What it is, maybe, is a way of meeting the world, a way of being in the world. It takes stubbornness, and it takes resilience. My wish is to exhibit both of those traits even when my life is not at risk, because it is so good to have the confidence that comes along with it.

Pa is no longer here for me to talk this over with, and he won’t comment on this post. So, at a year’s distance from losing him, I’m reverse engineering his personality, seeing which components of it migrated to mine, and working out what parts of it I need to keep.

6 thoughts on “One year gone

  1. “In the face of near-certainty there was something mortally wrong with us, we each chose to put one foot in front of the other. If you can still walk, and talk semi-coherently, all is not lost. If you can joke about your situation while you’re in the midst of it, nothing can be all that wrong. I didn’t know how closely I held these beliefs before I got cancer, and I wouldn’t dare to say that this way of living is responsible for my survival. (My father, after all, did not survive.)

    What it is, maybe, is a way of meeting the world, a way of being in the world. It takes stubbornness, and it takes resilience. My wish is to exhibit both of those traits even when my life is not at risk, because it is so good to have the confidence that comes along with it.”

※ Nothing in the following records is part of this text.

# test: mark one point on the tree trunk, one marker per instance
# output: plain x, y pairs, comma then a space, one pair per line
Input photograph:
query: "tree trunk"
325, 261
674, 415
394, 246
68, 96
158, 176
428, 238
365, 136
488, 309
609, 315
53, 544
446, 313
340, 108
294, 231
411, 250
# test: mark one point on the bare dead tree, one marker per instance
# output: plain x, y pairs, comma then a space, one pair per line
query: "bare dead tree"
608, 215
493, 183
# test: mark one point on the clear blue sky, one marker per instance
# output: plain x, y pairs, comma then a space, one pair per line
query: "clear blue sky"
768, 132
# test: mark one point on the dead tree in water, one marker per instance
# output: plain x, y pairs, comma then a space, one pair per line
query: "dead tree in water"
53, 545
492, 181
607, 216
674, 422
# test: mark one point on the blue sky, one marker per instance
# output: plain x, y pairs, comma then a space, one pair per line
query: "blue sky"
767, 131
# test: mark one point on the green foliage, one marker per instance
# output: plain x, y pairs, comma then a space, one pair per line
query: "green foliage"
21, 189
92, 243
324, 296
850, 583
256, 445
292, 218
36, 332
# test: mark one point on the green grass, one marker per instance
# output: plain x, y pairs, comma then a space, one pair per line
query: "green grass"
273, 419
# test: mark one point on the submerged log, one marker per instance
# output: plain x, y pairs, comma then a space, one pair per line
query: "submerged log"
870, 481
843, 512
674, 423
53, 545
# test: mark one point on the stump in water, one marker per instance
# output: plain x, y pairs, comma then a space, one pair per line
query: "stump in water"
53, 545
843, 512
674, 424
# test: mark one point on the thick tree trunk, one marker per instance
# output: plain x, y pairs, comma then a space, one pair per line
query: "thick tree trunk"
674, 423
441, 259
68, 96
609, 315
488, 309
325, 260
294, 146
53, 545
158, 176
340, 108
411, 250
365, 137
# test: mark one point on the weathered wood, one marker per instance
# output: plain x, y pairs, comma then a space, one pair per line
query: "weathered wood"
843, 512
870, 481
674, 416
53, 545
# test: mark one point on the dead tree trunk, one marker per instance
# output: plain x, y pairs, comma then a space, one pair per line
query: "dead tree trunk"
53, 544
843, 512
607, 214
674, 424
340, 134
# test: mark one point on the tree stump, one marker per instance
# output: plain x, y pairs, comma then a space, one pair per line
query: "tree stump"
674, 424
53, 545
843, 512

    This. *So* this. Damn near perfect. ♥️

    Because I have MS, I have to believe that I might not even need to be able to walk or talk to survive the next time the stuff hits the fan. I believe I just can’t be utterly alone in the world. I have to have been the kind of person whom others want to be around–I have to have put in the work of making my companionship worth having, no matter my limitations. Because if MS tries to take my legs (which it has already taken sensation once), or if it takes the muscles in my mouth or throat, my definition of my physical capability will have to change. But the standard I hold myself to, my fight to retain my value as a human being, had better not change at all. Because let’s face it, the folks who love me might have to save my a** for me. 😅

    Hugs to you and your daddy, bless him. He raised you right. ♥️

    Liked by 1 person

    1. Kathryn, I’m sorry it took this long for me to see your comment. What a beautiful way to think about what may eventually happen. Yes, you’re right. It’s essential to do what we can now, while we are still able, to make ourselves people that others will want to help. I don’t think I’ve ever seen it expressed that way but it makes perfect sense. What better way to do that than to love and allow oneself to be loved?

      Wishing you excellent health and abundant love always.